WASHINGTON, D.C., U.S. — Vince Peterson, president of U.S. Wheat Associates, in Dec. 10 testimony at a U.S. Trade Representative (USTR) public hearing and through written testimony has urged the USTR to help protect U.S. wheat exports to Japan.

In his testimony, Peterson thanked the Trump administration for making negotiations with Japan a priority. But he also noted that the Comprehensive and Progressive Trans-Pacific Partnership (CPTPP) set to go into effect on Dec. 31 has the potential to slash wheat export sales to a key U.S. market.

Peterson said the CPTPP will give preferential access to Canadian and Australian wheat exports by reducing the effective tariff on the two countries’ wheat exports. He said the reduction will be about $70 per tonne, or about 45% below the current effective tariff applied to U.S. wheat. With no incentive or obligation to change the tariff reduction schedule the United States could be shut out of the Japanese market, he said.

“U.S. Wheat Associates has had an office in Tokyo for more than 60 years,” Peterson said. “We have invested countless hours and millions of hard-earned farmer dollars and federal export market development program funds building this market.
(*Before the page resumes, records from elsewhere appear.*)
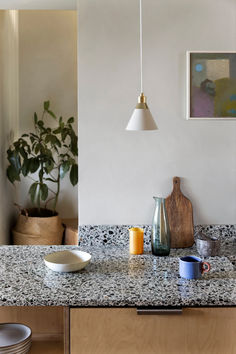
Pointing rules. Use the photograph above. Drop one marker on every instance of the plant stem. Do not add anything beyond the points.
(58, 190)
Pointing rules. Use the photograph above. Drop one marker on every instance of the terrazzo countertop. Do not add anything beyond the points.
(114, 278)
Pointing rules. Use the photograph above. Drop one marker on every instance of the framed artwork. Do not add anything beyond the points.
(211, 85)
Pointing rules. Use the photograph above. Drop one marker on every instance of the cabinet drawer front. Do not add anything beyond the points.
(122, 331)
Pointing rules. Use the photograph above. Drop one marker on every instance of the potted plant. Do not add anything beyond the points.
(44, 156)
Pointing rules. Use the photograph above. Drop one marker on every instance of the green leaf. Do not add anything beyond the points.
(49, 166)
(37, 148)
(51, 180)
(51, 114)
(33, 191)
(44, 191)
(71, 120)
(57, 142)
(64, 168)
(57, 131)
(12, 174)
(25, 167)
(74, 174)
(35, 118)
(14, 160)
(46, 105)
(40, 124)
(34, 165)
(23, 153)
(41, 174)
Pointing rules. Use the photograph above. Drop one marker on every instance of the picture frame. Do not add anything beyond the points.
(211, 85)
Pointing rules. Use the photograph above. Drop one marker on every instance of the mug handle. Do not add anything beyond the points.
(205, 270)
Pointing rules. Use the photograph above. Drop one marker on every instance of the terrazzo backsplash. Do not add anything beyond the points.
(97, 235)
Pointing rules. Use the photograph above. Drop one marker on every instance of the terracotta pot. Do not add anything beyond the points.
(35, 230)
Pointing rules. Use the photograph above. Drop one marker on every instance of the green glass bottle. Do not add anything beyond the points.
(160, 238)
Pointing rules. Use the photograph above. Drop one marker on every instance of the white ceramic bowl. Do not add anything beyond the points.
(14, 337)
(67, 261)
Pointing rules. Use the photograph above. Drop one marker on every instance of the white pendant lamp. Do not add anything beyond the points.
(141, 118)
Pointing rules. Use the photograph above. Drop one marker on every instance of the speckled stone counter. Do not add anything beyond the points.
(114, 278)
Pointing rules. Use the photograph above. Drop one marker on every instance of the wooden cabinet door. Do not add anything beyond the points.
(122, 331)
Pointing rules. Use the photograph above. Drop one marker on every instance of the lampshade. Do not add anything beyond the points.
(141, 118)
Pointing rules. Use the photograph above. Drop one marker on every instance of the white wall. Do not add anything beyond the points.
(120, 171)
(48, 70)
(8, 113)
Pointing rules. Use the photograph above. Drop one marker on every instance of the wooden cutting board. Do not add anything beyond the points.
(180, 217)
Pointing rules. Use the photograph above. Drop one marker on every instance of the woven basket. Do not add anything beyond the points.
(38, 231)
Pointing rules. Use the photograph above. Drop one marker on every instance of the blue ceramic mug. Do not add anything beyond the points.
(191, 267)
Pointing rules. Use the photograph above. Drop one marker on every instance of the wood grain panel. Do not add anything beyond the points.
(180, 216)
(47, 347)
(122, 331)
(46, 322)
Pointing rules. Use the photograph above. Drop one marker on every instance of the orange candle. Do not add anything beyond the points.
(136, 240)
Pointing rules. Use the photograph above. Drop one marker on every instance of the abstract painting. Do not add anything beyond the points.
(211, 85)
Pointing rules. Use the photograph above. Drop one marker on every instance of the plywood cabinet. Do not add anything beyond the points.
(122, 331)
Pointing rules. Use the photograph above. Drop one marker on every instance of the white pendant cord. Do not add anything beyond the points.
(141, 44)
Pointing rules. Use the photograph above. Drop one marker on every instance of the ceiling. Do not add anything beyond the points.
(38, 4)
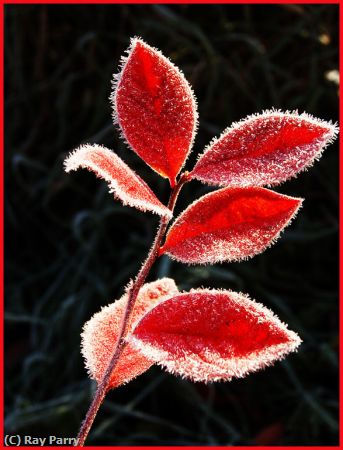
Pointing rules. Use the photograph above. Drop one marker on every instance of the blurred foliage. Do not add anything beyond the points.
(71, 249)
During that time, the Japanese milling industry has become an indispensable partner for U.S. wheat farmers.”

Peterson described Japan as the United States’ “largest, most reliable and valuable market for U.S. wheat.” He said the country consistently returns almost $1 billion per year to U.S. wheat farmers and the grain trade.

“All that is at risk without a U.S.-Japan agreement that quickly ends the preference Canada and Australia gain as members with Japan of the CPTPP,” Peterson said. “We thank you for understanding the plight of these farmers, who already face severe trade disruptions in other markets.”

He added, “U.S. wheat farmers and Japan’s flour milling industry hope that we can maintain provisional equivalence for U.S. wheat imports while our two countries conduct ongoing, good faith negotiations. And we urge the administration to act quickly to save our market in Japan.”